Problem Set #4: Statistical Analysis of Charlotte-Rock Hill Air Quality
Data
Individual work required. Show all work to receive credit.
You must provide both handwritten solved problems as well as a copy of
your spread sheet with your submission
Download dataset1 on the course syllabus
page. The data set consists of ozone, NO, CO, and hydrocarbon ambient
air measurements for several days during a recent ozone season in the Charlotte-Rock
Hill Metropolitan Statistical Area.
Complete the following exercises:
-
For each of the variables (columns) listed in the data set, determine
the mean, median, standard deviation, standard error, variance, CV, geometric
mean, and range.
-
For CO readings, calculate the 90% confidence interval.
-
Use a normal statistical model from the data to predict the % of the
time that the eight-hour ozone reading would be expected to be above 80
parts-per billion (ppb).

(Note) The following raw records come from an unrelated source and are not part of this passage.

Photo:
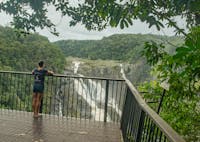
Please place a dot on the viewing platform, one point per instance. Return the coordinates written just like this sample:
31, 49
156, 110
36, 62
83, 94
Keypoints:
19, 126
78, 109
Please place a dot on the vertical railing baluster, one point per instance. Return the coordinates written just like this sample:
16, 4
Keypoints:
140, 127
106, 101
64, 95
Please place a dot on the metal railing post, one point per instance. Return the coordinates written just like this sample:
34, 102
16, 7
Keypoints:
106, 101
140, 127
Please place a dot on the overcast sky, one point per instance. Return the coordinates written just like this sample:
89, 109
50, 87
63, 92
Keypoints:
79, 32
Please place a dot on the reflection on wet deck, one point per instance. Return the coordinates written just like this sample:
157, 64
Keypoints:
22, 127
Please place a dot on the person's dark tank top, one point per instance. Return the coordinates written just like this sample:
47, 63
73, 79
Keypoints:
39, 76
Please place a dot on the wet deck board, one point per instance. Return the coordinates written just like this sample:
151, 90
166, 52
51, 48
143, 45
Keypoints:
18, 126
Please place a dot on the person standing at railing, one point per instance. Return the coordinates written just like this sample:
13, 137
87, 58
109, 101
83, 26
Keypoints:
38, 87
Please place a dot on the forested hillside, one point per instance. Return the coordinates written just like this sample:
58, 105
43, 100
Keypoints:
124, 47
23, 53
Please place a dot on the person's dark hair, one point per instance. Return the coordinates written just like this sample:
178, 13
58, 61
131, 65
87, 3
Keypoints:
41, 63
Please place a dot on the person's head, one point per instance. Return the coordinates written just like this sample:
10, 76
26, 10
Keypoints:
41, 64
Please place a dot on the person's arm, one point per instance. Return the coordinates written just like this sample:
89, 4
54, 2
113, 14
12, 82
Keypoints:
50, 72
33, 71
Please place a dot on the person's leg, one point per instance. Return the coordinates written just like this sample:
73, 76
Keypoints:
38, 99
40, 103
34, 103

Then compare this prediction with the actual %
of readings that were above 80 ppb.
-
For the aromatics readings:
-
Assume that these data are normally distributed and then calculate
the 95% confidence interval for the readings
-
Assume that these data are log-normally distributed and then calculate
the 95% confidence interval
-
Plot a histogram of the data using a class width of 4 ppb.
-
From the histogram, indicate whether the data appear to be normally
or log-normally distributed.
-
From the two confidence intervals calculated above, which is a better
representation of the data? Explain.